4.19. Iron Quantification

Protein extracts from zebrafish brains were digested in 70% nitric acid and deionized water (1:1) for 1 h at 70 °C. Iron concentration was then determined by Inductively Coupled Plasma-Mass spectrometry (ICP-MS) on an ELAN DRC II (PerkinElmer, Waltham, MA, USA) using the analytical technique total quant (begin mass 49 a.m.u., end mass 58 a.m.u.) with external calibration and using the DRC with ammonia (flow 0.7 mL/min, RPq 0.65). The instrument was calibrated using a standard solution (Multielement ICP-MS Calibration Standard 3, Matrix per Volume: 5% HNO₃ per 100 mL, Perkin Elmer Plus) at a concentration of 10 μg/L. Each sample was analyzed three times.

4.20. Larval Stages Behavioral Analysis

A single embryo was collected at 4 hpf in a 96 square well plate with 100 µL of fish water and grew until 5 dpf in the incubator at 28 °C with a light–dark cycle. The plate was placed in the system’s holder. The system was set to acquire for 2 h, 10 min in the darkness and 10 min with a light stimulus, repeated six times. Data were analyzed using Noldus Ethovison software.

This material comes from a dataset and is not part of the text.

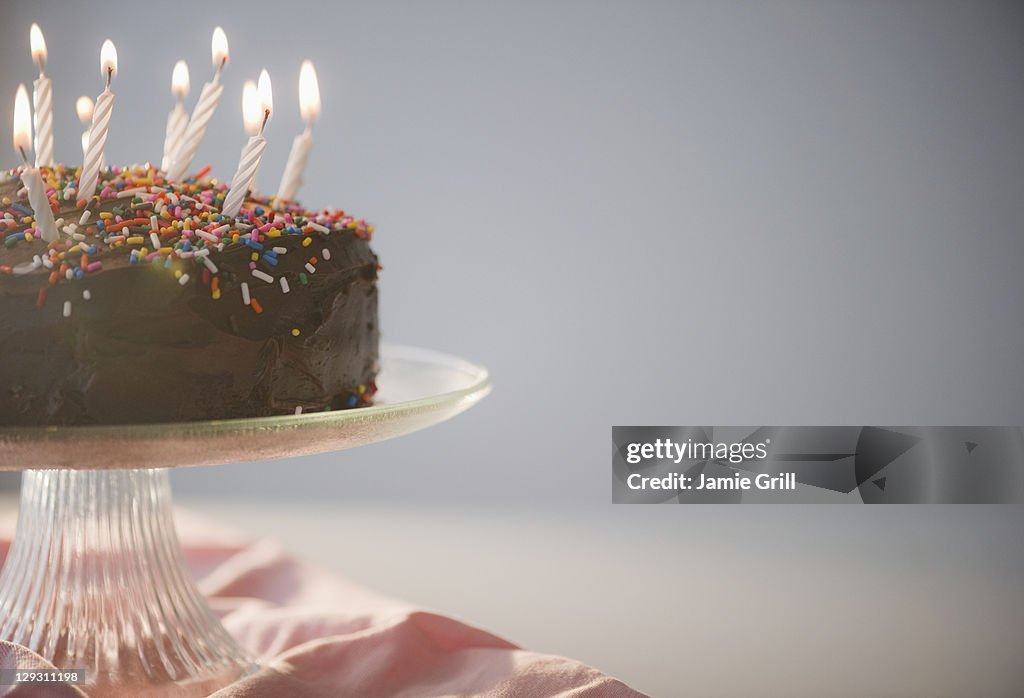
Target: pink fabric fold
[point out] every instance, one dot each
(316, 636)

4.21. Adult Stages Behavioral Analysis

The behavior of adult zebrafish was tested following the protocol for the novel tank test. Each zebrafish was collected from its tank using a net and positioned in a breeding tank filled with fresh water from the Techniplast system. The recording of each sample was performed from the side view of the tank for 15 min using Ethovision Software (Noldus, Wageningen, the Netherlands). Each trial was manually analyzed to avoid mistakes introduced by the detection system. Data were analyzed using Noldus Ethovison software. The virtual spatial division of the tank was performed using Ethovision; each part created had the same perimeter.

4.22. Testis Area Analysis

Testis area was calculated by measuring the area of the tissue using ZEN Pro software. From the area, we selected the biggest two and took the mean between them. This operation was done for all the sections of all the fish.

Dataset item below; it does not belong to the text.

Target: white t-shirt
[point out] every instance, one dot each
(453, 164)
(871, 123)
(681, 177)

4.23. Adult Length Measurement

Adult zebrafish were anesthetized using tricaine, dried using paper tissue, and positioned on graph paper. Images were taken using a camera phone (iPhone 12, Apple) and used to measure the length of each fish.

4.24. Microscopy

The images of embryos were obtained with a compound Axio Zoom.V16 stereo zoom microscope from Zeiss, equipped with Axiocam 506 color digital camera with ZEN Pro software from Zeiss. The fluorescence of transgenic lines was visualized using an illuminator HXP 200C from Carl Zeiss. For in vivo analyses, embryos and larvae were anesthetized with tricaine 0.16 mg/mL.

4.25. Statistical Analysis

Statistically significant differences between different types of embryos were calculated by Student’s t-test, one-way ANOVA with Sidak’s correction for multiple comparisons, or Mann–Whitney U test (GraphPad V8, Dotmatics, Boston, MA, USA), as indicated in each figure legend. *, **, *** and **** indicate p < 0.05, <0.01, <0.001 and <0.0001), respectively.